The book is divided into three parts: the desire code, marketing, and invisible bridges. In each of the parts Walker deals with various aspect of consumer behavior. He makes a distinction between rational behavior, which is based on reason, and rationale (as in rationalization) behavior, which is primarily based on emotions and is used by consumers to justify their purchases. He has many discussions, which we can consider short case histories, of the way products such as Red Bull, iPods, Pabst Blue Ribbon and all kinds of different T-shirt makers have marketed their products. Walker writes with a kind of bemused fascination at the role that buying and selling things plays in American culture and the changes that have taken place in branding and merchandising.
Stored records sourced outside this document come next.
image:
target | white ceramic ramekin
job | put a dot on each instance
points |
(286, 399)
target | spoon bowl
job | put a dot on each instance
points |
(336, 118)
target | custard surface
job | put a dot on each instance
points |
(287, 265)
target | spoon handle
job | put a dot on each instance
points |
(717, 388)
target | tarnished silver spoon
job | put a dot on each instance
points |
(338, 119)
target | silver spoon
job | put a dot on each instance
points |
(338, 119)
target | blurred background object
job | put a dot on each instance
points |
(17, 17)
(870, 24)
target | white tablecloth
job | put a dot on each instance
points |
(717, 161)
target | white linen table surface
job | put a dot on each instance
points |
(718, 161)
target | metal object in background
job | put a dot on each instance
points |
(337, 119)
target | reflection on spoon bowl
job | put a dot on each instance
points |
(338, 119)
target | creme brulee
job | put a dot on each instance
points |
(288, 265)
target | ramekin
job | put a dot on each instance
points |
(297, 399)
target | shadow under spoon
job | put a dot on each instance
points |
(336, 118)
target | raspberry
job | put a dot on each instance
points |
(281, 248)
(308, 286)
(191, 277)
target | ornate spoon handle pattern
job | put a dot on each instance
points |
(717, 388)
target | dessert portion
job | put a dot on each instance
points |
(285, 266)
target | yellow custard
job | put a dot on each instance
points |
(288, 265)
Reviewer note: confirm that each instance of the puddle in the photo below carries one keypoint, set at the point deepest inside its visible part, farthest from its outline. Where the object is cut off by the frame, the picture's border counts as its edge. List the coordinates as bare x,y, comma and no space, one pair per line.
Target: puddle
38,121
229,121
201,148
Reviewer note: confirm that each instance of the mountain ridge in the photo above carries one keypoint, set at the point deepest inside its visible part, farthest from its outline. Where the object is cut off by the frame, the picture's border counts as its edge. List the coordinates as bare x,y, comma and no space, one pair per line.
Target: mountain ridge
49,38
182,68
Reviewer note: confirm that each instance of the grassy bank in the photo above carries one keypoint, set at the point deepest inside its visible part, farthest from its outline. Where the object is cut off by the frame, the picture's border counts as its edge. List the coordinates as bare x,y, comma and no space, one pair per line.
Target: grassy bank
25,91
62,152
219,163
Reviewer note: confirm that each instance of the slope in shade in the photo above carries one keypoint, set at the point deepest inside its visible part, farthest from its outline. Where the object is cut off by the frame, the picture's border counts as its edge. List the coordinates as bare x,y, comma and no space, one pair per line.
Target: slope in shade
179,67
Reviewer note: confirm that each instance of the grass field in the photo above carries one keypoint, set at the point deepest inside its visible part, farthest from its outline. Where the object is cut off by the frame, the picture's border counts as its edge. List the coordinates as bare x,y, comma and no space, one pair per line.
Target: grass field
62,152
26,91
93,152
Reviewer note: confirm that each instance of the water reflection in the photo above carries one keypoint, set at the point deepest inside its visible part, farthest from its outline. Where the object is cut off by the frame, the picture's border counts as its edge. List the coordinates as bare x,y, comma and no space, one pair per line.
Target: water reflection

Gerald Zaltman’s How Customer’s Think: Essential Insights into the Mind of the Market, published by the Harvard Business School Press and written by an academic, is a scholarly analysis of marketing. Zaltman dedicates his book to the doctoral students, who, we can presume, will carry his work forward. In the preface to the book, he outlines what he will do. He will, among other things, examine the problems companies face in becoming customer-centric; explain a new marketing paradigm (marketing people love to talk about new paradigms) and demonstrate how companies applying the new paradigm have been successful; study the cognitive unconscious of consumers, which also involves neuroscience and neuromarketing; and consider the role of metaphor and memory in shaping consciousness and building brands.
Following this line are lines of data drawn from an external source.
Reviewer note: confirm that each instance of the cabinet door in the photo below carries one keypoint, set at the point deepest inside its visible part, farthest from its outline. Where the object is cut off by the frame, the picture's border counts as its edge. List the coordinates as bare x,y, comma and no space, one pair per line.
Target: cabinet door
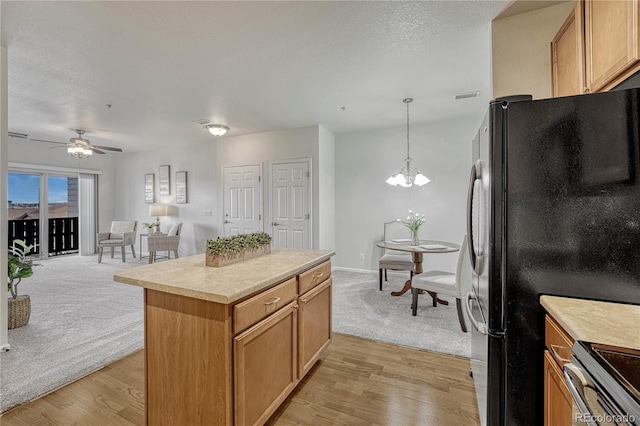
567,56
314,325
557,399
265,366
611,40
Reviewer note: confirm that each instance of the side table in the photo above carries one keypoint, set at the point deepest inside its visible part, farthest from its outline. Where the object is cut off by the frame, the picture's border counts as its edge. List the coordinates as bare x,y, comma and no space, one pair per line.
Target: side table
146,235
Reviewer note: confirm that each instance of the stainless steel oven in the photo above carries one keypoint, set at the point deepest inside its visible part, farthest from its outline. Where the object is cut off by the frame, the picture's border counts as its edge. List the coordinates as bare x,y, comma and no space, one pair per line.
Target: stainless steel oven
605,384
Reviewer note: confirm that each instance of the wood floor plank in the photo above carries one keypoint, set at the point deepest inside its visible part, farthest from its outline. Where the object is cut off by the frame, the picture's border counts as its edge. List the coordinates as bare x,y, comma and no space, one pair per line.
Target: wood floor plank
356,382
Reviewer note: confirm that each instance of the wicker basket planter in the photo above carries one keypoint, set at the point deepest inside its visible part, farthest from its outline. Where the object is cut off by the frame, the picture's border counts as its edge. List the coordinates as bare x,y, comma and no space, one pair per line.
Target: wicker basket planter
19,311
219,259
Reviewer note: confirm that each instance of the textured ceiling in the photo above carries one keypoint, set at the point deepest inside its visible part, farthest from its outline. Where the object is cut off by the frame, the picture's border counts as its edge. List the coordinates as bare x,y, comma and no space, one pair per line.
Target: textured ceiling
253,66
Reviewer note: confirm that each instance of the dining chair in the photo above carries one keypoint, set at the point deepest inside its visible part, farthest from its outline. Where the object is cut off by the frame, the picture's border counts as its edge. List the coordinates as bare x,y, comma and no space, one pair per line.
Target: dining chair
168,243
439,282
394,259
121,234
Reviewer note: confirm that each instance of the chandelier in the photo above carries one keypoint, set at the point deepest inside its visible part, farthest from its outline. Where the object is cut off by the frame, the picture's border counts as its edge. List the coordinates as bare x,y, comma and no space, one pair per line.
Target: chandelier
408,177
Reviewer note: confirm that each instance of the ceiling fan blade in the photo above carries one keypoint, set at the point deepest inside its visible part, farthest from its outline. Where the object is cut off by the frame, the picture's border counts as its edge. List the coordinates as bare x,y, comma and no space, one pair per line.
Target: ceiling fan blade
45,141
107,148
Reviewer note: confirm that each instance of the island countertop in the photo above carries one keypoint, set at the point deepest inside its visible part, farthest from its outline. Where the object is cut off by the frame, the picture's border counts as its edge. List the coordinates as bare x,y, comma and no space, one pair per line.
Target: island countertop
189,276
593,321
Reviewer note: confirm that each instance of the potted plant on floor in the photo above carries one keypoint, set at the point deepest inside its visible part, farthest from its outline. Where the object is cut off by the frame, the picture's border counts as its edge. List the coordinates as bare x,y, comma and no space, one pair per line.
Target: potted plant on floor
20,265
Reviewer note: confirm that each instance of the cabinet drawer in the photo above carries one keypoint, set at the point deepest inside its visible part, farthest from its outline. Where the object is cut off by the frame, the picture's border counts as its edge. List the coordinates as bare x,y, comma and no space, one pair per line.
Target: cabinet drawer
311,278
557,341
249,312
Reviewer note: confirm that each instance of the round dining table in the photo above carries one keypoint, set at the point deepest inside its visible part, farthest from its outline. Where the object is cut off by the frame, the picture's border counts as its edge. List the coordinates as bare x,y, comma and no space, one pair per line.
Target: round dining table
417,252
Zaltman is a member of Harvard University’s Mind, Brain, and Behavior Interfaculty Initiative, and his book devotes a good deal of attention to the way our minds work. His new paradigm, graphically represented in a diagram in the book, links the mind, the brain, the body, and society together; he argues they can’t be studied independently of one another. He suggests that consumers have “core metaphors” that shape their thinking and writes “understanding these core metaphors can help marketers identify some of the most important but hidden drivers of consumer behavior.” Zaltman devotes a considerable amount of attention to the role of the unconscious in shaping our behavior.
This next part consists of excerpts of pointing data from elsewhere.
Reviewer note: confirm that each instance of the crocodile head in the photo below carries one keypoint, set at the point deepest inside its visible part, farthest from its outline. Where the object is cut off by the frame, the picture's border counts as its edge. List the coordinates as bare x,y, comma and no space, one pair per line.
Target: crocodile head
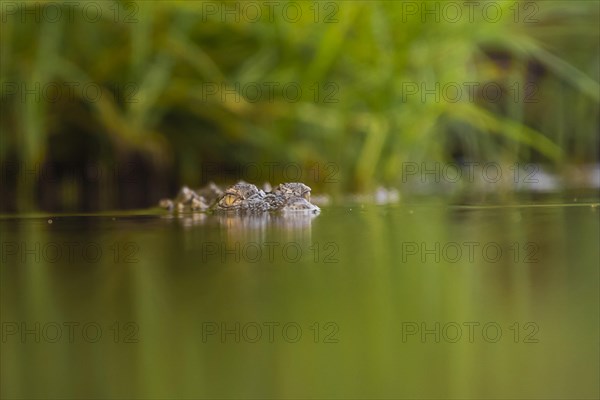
240,196
293,189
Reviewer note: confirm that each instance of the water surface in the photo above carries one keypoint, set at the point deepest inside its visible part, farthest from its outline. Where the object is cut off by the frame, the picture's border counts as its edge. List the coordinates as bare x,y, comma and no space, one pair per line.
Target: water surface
397,301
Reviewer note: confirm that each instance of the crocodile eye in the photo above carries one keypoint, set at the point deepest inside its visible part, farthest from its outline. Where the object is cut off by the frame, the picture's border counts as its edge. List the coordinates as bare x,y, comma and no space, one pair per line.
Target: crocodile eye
229,199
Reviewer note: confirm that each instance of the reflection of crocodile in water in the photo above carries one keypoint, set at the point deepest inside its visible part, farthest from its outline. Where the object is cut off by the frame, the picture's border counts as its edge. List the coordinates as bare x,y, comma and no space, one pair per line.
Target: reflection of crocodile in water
243,197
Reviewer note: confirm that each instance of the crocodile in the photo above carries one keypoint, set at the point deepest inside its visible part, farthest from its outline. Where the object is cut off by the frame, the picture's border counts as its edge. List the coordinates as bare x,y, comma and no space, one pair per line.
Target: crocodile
243,197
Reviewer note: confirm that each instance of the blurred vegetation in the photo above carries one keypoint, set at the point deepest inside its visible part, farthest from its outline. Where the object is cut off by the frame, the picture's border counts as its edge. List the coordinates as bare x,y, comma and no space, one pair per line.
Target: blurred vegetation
156,62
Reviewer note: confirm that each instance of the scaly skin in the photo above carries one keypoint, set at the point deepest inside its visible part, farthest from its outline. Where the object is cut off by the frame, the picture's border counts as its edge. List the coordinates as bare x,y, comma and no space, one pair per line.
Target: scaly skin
244,198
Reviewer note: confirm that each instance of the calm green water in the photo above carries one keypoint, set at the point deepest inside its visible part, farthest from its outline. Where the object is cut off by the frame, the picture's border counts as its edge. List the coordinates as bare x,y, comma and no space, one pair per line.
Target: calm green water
403,301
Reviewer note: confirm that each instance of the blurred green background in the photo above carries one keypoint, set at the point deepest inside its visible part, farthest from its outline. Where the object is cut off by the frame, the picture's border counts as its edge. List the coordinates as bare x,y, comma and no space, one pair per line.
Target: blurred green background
115,104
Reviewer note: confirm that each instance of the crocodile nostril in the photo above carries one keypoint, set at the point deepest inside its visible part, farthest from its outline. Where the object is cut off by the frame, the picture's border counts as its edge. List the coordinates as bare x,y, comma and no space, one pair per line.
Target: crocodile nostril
229,199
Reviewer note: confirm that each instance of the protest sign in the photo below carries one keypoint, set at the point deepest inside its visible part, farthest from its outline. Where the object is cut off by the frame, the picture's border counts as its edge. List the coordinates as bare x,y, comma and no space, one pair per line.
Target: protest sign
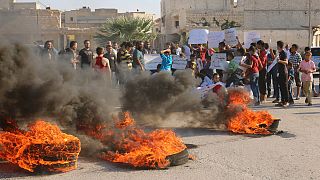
219,61
198,36
239,59
231,36
251,37
179,63
151,61
214,38
274,62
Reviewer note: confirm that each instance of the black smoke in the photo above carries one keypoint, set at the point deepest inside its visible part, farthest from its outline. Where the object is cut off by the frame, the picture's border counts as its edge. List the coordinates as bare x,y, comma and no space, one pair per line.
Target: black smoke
31,88
166,100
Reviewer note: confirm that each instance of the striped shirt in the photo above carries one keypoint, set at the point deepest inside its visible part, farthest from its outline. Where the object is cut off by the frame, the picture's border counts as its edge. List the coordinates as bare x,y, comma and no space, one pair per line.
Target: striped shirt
295,59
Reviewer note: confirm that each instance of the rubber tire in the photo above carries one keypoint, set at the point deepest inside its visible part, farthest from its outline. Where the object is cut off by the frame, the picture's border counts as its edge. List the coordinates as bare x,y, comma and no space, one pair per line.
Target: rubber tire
179,159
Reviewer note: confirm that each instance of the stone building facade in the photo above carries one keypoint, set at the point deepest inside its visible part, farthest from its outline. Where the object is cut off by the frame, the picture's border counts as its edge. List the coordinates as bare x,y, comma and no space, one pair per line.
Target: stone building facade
30,24
274,19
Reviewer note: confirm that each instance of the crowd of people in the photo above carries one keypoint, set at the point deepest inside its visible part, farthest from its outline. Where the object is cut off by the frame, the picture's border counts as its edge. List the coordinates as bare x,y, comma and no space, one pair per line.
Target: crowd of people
267,72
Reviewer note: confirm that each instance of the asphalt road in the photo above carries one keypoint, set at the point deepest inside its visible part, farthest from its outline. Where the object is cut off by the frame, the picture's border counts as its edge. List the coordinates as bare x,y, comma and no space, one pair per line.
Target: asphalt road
294,154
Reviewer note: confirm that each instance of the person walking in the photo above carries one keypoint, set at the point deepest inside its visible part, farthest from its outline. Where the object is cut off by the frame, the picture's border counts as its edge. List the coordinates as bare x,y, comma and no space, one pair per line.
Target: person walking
295,59
283,75
307,68
86,56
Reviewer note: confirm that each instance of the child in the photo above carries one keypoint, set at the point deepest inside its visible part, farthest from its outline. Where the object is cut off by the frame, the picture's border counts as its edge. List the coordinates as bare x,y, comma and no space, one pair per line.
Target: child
166,60
218,85
192,64
102,64
290,81
307,67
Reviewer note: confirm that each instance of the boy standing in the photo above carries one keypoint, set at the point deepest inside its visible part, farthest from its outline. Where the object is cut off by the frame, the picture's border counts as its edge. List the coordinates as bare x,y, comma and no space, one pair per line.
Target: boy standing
283,75
307,67
290,82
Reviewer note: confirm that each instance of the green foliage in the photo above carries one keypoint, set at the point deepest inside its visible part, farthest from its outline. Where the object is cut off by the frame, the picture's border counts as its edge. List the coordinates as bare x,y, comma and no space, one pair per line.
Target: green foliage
123,29
229,24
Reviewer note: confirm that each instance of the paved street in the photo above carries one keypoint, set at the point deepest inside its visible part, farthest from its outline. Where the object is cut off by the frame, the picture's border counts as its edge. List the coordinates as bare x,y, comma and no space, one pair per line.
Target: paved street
221,155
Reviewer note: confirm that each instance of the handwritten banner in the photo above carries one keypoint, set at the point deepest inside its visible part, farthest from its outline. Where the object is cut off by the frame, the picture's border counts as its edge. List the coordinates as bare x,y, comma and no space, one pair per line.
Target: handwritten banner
251,37
198,36
231,36
214,38
179,63
219,61
151,61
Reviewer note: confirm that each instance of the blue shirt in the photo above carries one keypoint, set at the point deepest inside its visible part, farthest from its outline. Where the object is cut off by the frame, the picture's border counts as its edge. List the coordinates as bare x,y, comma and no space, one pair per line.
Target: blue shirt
291,75
166,62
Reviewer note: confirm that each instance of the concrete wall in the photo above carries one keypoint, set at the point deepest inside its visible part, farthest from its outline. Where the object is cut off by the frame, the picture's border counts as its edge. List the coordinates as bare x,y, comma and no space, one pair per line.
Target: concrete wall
26,5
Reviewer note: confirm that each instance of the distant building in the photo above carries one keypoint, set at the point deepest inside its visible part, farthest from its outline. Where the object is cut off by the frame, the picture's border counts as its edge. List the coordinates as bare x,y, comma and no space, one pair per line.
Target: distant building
273,19
28,23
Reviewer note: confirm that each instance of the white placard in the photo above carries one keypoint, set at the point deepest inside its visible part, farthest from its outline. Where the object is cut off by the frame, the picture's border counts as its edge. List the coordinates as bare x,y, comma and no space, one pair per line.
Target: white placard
198,36
251,37
214,38
274,62
179,63
219,61
239,59
151,61
231,36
There is, he argues, a 95-5 split in our minds. He writes, “At least 95% of all cognition occurs below awareness in the shadows of the mind while, at most, 5% occurs in high-order consciousness.” Then, adding a Freudian touch to his thinking, he explains, “the managerial tendency to focus on conscious consumer thought, while understandable and natural, also blocks managers’ access to the world of unconscious human thought and feeling that drives most consumer behavior.” This notion that unconscious imperatives shape our consumer behavior may explain why he doesn’t think much of focus groups. Zaltman’s book is a substantial scholarly work that offers numerous “bankable insights” (as one blurb writer put it) into the “mind” of customers and suggestions for marketing people on how to take advantage of the way customers think—or, perhaps it would be more accurate to say, most of the time don’t think.

After reading these books, I find my mind is cluttered with all kinds of factoids on consumer behavior. I’ve also gained insights into the way marketers try to convince us to buy things and the way stores are designed to get us to buy things. One might ask—why would people buy books about shopping and selling? The answer is that we are all shoppers and as shoppers we are curious about every aspect of shopping, including how to be better shoppers. The books are all entertaining and interesting, but I came away from most of them thinking that their focus on the tactics of selling leaves them somewhat empty. That may be why you can read them, one after another. They are similar, in this respect, to the romance novels that people read—formulaic, with certain kinds of characters and situations, which we find interesting and appealing. Except that in romance novels we are reading about imaginary characters: English lords, beautiful damsels in distress, and nasty villains. In these buying and selling books, we are the main characters.